9. Each Applicant is seeking the Requested Section 4.1(2) Relief to permit the Applicant Funds of the Applicant to purchase and hold non-exchange traded securities that are debt securities, other than asset backed commercial paper securities, with a term to maturity of 365 days or more, issued by a Related Person in a Primary Offering.
10. Each non-exchange traded security purchased by an Applicant Fund pursuant to the Requested Section 4.1(2) Relief will be a debt security, other than an asset backed commercial paper security, with a term to maturity of 365 days or more, issued by a Related Person that has been given and continues to have, at the time of purchase, an "approved credit rating" by an approved credit rating organization.
11. Each non-exchange traded debt security purchased by an Applicant Fund pursuant to the Requested Section 4.1(2) Relief will be purchased in a Primary Offering where the terms of the Primary Offering, such as the size and the pricing, will be a matter of public record as evidenced in a prospectus, offering memorandum, press release or other public document.
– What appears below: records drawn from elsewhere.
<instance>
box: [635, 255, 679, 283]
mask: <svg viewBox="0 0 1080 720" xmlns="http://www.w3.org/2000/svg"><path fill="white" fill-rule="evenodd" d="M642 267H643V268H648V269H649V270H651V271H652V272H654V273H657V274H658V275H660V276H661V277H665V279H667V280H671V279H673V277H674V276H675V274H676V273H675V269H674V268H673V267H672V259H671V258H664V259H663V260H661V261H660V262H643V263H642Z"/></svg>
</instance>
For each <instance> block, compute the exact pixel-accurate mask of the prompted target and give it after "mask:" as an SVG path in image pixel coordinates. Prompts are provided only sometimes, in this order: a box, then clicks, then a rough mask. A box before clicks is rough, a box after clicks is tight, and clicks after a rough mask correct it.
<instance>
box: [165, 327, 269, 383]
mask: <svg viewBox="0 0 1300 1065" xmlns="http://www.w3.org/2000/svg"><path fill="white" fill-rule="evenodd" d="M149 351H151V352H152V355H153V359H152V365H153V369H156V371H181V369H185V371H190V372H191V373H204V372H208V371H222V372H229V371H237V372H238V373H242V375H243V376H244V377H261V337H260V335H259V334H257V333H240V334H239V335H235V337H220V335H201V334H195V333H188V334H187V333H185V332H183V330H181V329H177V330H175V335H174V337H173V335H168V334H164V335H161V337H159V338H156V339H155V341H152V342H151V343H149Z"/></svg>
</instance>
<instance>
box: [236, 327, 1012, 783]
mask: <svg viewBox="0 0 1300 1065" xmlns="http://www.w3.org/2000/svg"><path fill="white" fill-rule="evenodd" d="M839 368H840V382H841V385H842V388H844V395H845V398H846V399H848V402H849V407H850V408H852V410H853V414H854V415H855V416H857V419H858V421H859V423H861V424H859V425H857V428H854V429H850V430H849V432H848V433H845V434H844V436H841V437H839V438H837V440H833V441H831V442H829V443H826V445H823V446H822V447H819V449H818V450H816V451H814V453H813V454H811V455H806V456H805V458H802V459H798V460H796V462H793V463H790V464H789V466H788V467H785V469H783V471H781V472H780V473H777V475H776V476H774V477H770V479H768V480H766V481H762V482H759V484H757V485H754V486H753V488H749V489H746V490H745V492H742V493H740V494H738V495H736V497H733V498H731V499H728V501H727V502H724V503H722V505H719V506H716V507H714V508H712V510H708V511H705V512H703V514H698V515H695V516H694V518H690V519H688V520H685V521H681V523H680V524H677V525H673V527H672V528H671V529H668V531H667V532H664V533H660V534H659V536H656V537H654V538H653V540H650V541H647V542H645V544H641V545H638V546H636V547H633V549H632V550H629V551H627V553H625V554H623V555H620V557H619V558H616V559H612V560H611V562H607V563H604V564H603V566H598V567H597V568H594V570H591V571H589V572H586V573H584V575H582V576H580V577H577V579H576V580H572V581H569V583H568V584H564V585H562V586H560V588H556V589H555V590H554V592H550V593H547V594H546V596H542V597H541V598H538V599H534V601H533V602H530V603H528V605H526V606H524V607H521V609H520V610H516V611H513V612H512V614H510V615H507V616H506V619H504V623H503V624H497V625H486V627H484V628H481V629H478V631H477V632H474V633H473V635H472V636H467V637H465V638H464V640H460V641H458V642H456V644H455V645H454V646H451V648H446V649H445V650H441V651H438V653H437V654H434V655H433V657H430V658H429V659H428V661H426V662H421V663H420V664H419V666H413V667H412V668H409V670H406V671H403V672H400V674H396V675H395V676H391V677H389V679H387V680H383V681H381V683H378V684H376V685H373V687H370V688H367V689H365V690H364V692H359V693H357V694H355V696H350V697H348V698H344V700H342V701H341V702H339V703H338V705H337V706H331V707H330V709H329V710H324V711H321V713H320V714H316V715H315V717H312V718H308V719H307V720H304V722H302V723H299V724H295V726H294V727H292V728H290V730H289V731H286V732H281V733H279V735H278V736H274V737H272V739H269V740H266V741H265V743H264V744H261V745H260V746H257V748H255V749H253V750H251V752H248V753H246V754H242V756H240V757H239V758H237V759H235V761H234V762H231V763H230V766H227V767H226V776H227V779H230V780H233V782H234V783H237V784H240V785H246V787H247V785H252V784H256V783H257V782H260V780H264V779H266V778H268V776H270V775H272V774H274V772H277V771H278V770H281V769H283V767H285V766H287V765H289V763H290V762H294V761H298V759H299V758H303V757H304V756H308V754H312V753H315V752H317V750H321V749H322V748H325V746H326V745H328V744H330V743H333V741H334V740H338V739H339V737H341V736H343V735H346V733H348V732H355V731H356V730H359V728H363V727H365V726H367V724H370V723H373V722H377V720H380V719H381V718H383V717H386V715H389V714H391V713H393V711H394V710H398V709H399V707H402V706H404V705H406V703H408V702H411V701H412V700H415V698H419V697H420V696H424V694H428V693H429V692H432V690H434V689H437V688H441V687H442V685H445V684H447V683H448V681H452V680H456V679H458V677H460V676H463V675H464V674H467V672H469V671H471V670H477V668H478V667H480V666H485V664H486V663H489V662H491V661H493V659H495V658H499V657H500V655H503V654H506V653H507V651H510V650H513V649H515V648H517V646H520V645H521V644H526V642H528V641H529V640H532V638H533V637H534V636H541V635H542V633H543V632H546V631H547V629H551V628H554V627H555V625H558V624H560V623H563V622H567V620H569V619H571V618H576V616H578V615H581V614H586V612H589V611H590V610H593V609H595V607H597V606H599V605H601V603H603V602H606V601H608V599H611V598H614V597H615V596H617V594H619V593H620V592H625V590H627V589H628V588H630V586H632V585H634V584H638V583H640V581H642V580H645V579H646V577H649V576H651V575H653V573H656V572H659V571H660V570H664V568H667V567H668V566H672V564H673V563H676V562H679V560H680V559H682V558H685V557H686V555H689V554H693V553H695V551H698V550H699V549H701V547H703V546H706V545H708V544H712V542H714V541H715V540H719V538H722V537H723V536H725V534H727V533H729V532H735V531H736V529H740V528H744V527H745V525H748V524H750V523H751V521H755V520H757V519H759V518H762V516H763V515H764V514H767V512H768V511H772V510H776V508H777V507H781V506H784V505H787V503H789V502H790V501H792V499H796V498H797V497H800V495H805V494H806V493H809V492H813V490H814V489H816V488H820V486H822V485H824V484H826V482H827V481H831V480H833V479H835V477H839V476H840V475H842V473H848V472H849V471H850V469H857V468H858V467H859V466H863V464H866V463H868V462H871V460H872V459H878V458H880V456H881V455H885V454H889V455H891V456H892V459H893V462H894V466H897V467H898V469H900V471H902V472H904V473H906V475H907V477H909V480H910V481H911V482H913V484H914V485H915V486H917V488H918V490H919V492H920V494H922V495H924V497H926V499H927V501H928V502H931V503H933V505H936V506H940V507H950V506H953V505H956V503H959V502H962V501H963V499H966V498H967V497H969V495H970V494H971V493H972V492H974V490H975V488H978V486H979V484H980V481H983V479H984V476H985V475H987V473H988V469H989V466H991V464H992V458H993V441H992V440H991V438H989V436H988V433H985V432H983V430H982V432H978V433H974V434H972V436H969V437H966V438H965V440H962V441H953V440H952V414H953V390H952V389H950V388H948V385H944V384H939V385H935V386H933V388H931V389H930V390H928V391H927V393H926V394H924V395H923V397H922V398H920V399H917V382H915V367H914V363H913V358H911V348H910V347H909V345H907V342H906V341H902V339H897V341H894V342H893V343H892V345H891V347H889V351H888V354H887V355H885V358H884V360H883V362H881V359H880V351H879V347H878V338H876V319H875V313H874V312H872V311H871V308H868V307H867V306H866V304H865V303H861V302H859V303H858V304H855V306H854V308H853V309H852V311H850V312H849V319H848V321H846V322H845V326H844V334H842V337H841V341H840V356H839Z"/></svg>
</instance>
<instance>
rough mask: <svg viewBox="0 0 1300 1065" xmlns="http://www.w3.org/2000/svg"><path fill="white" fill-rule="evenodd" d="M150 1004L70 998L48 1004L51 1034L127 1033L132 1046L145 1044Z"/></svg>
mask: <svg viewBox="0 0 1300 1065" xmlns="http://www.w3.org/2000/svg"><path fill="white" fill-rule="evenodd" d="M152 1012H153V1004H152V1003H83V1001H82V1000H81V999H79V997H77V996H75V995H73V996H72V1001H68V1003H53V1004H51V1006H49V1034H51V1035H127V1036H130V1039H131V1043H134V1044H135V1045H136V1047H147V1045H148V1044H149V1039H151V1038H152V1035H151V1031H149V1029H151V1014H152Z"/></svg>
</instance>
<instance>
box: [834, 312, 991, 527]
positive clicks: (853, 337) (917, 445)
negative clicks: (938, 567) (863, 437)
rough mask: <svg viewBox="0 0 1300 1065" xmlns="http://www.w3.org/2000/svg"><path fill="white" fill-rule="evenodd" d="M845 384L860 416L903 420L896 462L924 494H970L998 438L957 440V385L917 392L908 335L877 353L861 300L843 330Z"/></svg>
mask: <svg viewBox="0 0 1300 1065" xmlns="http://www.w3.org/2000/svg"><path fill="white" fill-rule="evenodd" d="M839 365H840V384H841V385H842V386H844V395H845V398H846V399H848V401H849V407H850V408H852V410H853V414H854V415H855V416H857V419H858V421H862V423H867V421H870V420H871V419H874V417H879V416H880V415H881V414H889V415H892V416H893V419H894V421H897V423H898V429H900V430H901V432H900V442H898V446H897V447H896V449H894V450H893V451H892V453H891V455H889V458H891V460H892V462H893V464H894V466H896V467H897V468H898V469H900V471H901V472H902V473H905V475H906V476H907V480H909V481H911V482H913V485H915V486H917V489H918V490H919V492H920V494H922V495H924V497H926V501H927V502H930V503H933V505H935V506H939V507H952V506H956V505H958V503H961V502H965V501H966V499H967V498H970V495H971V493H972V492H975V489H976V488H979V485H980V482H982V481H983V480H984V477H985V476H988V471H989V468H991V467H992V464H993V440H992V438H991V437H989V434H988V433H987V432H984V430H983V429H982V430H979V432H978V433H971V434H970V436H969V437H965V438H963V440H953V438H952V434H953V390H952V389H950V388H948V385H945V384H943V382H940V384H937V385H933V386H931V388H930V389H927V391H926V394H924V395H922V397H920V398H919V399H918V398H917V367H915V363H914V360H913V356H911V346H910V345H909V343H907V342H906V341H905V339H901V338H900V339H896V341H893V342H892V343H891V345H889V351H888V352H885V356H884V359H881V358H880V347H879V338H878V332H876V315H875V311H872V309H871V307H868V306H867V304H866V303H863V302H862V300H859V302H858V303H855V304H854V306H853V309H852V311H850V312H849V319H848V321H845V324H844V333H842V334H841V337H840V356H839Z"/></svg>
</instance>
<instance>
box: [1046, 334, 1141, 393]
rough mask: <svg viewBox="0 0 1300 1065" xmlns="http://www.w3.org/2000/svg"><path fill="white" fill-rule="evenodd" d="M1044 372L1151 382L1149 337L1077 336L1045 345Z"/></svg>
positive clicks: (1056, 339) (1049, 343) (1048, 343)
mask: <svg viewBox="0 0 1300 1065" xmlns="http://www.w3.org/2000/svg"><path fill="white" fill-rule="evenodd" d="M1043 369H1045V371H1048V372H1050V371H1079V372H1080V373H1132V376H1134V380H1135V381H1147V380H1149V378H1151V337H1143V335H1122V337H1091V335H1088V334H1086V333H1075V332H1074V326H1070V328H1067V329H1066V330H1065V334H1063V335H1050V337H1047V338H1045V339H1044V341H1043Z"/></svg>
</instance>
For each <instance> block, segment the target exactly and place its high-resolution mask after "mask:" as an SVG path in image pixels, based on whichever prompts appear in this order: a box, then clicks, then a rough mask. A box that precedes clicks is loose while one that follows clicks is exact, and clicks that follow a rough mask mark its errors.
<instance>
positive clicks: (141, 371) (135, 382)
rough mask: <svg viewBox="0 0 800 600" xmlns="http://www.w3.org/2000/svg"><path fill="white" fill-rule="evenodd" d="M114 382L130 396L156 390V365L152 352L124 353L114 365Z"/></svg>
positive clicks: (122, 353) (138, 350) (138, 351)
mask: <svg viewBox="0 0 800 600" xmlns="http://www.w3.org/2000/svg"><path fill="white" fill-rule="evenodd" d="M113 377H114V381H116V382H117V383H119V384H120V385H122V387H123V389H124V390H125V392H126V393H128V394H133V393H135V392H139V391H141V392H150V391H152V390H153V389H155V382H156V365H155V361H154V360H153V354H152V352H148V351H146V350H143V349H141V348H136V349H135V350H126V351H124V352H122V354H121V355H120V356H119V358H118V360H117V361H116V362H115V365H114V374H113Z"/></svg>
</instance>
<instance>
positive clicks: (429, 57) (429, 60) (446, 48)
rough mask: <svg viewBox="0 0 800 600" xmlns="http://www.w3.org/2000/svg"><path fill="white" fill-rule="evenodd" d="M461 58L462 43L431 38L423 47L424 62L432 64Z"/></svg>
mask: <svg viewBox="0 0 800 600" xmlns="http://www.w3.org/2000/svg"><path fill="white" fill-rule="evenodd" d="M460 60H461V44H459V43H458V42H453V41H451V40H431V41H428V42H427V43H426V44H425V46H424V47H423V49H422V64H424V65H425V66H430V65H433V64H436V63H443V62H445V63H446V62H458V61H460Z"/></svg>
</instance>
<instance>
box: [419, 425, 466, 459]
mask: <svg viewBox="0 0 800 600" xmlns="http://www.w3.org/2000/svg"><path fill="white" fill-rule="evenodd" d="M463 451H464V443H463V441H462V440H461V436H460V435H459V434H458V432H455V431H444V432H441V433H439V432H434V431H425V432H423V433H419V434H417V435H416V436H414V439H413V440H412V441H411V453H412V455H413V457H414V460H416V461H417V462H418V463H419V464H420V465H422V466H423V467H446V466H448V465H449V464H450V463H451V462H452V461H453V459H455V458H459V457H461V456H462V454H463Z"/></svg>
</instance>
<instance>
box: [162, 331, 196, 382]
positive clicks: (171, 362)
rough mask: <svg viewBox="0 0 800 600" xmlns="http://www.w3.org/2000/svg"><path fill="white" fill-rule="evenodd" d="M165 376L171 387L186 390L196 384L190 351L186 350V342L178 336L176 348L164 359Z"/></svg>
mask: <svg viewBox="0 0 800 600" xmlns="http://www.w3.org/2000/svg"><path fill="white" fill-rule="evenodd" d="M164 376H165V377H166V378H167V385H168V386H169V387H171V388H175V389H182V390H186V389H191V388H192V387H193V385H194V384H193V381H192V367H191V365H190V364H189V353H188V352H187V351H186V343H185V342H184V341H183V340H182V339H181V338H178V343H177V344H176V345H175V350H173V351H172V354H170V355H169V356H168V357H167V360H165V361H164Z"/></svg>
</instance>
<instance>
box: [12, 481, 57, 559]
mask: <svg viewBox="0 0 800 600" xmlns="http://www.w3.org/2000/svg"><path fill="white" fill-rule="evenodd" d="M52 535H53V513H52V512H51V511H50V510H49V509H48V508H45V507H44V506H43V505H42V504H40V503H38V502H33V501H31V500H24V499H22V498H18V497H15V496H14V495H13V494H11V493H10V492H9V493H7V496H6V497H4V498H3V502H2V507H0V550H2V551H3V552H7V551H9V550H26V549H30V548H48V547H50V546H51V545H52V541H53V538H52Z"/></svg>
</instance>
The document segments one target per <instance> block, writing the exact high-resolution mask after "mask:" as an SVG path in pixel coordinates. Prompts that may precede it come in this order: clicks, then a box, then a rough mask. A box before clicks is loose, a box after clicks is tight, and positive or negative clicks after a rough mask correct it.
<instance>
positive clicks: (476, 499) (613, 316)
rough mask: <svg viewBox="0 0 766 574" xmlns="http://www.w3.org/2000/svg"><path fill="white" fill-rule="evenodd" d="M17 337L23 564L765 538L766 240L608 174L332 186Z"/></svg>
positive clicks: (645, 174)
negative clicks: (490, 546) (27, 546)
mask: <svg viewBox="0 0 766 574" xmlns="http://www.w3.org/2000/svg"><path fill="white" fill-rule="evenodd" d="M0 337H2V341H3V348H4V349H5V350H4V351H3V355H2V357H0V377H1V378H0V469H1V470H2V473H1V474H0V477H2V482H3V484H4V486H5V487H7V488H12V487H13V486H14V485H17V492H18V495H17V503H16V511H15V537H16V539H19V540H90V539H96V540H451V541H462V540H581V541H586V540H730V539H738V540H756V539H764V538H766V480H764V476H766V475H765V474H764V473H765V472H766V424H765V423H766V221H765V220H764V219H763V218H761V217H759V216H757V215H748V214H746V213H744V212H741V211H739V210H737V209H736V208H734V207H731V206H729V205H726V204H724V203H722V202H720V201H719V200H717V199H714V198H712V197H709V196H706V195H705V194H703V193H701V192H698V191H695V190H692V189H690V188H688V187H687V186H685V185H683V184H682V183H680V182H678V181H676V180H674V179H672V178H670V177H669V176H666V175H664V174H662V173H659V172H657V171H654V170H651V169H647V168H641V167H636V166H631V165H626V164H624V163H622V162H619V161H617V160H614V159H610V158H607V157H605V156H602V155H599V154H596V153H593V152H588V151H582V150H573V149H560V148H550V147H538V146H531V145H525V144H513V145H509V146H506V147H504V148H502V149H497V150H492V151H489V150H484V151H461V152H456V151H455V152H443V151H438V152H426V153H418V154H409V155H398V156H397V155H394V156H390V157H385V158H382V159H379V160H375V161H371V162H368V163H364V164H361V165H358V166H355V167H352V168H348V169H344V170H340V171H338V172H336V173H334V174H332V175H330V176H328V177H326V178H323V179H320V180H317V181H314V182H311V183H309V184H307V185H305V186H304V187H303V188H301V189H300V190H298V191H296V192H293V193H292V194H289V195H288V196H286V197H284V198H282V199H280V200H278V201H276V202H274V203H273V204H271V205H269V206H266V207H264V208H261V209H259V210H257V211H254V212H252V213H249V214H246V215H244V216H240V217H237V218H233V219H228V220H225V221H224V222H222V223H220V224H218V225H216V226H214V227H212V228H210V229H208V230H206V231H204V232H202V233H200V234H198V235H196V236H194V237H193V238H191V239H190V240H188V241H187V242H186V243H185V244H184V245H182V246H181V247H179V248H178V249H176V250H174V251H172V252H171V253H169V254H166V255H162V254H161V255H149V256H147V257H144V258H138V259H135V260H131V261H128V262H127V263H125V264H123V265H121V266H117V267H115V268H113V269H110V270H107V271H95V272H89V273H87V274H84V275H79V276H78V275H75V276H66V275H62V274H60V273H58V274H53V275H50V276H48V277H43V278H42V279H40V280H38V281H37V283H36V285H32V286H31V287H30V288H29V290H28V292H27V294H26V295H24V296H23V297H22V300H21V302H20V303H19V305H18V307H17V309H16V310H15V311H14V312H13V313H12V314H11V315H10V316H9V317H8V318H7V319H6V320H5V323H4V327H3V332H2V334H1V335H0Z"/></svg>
Each of the Decision Makers is satisfied that the test contained in the Legislation that provides the Decision Makers with the jurisdiction to make the decision has been met.
The decision of the Decision Makers is that the Requested Section 4.1(2) Relief is granted to permit the Applicants to purchase and hold non-exchange traded debt securities, other than asset backed commercial paper securities, with a term to maturity of 365 days or more, issued by a Related Person in a Primary Offering on behalf of the Applicant Funds on the conditions that:
(a) the purchase or holding is consistent with, or is necessary to meet, the investment objective of the Applicant Fund;
(b) at the time of the purchase the IRC of the Applicant Fund has approved the transaction in accordance with Section 5.2(2) of NI 81-107;
(c) the manager of the Applicant Fund complies with section 5.1 of NI 81-107 and the manager and the IRC of the Applicant Fund comply with section 5.4 of NI 81-107 for any standing instructions the IRC provides in connection with the transactions;
(d) the size of the Primary Offering is at least $100 million;
(e) at least 2 purchasers who are independent, arm's-length purchasers, which may include "independent underwriters" within the meaning of National Instrument 33-105 -- Underwriting Conflicts, collectively purchase at least 20% of the Primary Offering;
(f) no Applicant Fund shall participate in the Primary Offering if following its purchase the Applicant Fund would have more than 5% of its net assets invested in non-exchange traded debt securities of the Related Person;
(g) no Applicant Fund shall participate in the Primary Offering if following its purchase the Applicant Fund together with related Applicant Funds will hold more than 20% of the securities issued in the Primary Offering;
(h) the price paid for the securities by an Applicant Fund in the Primary Offering shall be no higher than the lowest price paid by any of the arm's length purchasers who participate in the Primary Offering; and
(i) no later than the time the Applicant Fund files its annual financial statements, the Applicant files with the securities regulatory authority or regulator the particulars of any such investments.
This Decision will expire on the coming into force of any securities legislation relating to fund purchases of Related Person debt securities in a Primary Offering.